As the child develops, the world becomes a less strange place and consequently more pleasant. Pleasure derived from the mastery of a new life adjustment was strikingly illustrated by the antics of a child learning to stand.

This child in the Vienna laboratory was so happy in his newly learned accomplishment that he would not lie down to go to sleep and actually went to sleep standing. When the child was awakened by the nurse’s attempt to lay him down on the bed, he showed signs of anger and insisted on struggling to his proud, upright position again.

The front cover illustration was chosen as typifying the spirit of the growing child. It is one of 32 excellent photographs taken by Hedda Walther and published in Paul Eipper’s book Human Children. Copyright 1930 by the Viking Press, Inc., New York. Reproduced by permission.

FLEAS CAN PROBABLY TRANSMIT TYPHUS FEVER, SCIENTISTS SAY

For the first time, the flea has been definitely incriminated as a probable vector in the transmission of typhus fever in this country. Experiments indicating this have just been reported by Drs. R.E. Dyer, A.S. Rumreich, and L.F. Badger of the U.S. Public Health Service.

Typhus fever in the Old World seems to be of slightly different type from the disease in the New World, and is transmitted by the body louse. It has been called jail fever and ship fever and was very prevalent in jails, crowded barracks and ships, city slums, and wherever people lived in congestion and filth. The disease has never reached serious epidemic proportions in the United States, and for many years very few cases have been reported.

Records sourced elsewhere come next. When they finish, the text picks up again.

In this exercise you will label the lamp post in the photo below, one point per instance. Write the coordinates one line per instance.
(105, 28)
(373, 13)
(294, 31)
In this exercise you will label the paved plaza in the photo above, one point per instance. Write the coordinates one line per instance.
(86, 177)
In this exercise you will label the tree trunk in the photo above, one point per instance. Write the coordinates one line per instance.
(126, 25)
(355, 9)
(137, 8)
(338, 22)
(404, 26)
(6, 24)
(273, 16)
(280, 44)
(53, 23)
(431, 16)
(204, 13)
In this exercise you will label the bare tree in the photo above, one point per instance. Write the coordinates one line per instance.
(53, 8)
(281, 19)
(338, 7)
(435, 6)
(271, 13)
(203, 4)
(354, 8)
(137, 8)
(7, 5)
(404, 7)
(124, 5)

The fact that the disease occurred in people who were not infested with lice led American investigators to suspect that some other insect was transmitting typhus fever in this country.

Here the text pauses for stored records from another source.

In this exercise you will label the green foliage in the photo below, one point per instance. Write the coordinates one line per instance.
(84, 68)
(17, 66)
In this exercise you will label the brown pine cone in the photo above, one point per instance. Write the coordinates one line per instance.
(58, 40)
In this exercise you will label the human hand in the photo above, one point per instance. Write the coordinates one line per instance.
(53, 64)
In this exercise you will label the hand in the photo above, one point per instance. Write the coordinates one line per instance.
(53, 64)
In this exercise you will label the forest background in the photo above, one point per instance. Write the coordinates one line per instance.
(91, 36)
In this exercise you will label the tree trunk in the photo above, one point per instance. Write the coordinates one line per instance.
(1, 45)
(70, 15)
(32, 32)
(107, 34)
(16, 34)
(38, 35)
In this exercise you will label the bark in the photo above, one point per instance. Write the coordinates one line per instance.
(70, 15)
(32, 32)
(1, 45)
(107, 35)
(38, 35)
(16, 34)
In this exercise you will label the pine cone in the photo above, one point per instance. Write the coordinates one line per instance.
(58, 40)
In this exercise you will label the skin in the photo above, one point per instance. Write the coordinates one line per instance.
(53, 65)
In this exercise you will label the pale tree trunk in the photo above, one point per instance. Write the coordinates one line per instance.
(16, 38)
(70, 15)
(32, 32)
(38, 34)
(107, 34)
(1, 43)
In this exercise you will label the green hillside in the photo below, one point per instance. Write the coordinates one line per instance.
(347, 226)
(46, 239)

MORE AMERICANS KILLED BY AUTOS THAN BY WORLD WAR

More lives were lost in the United States during the last year and a half as a result of automobile accidents than in the American Expeditionary Forces during a year and a half of the World War, a survey by statisticians of the Travelers Insurance Co. here shows.

During 18 months of the World War 50,510 members of the A.E.F. were killed in action or died of wounds.

During the last 18 months 50,900 persons were killed in automobile accidents in this country.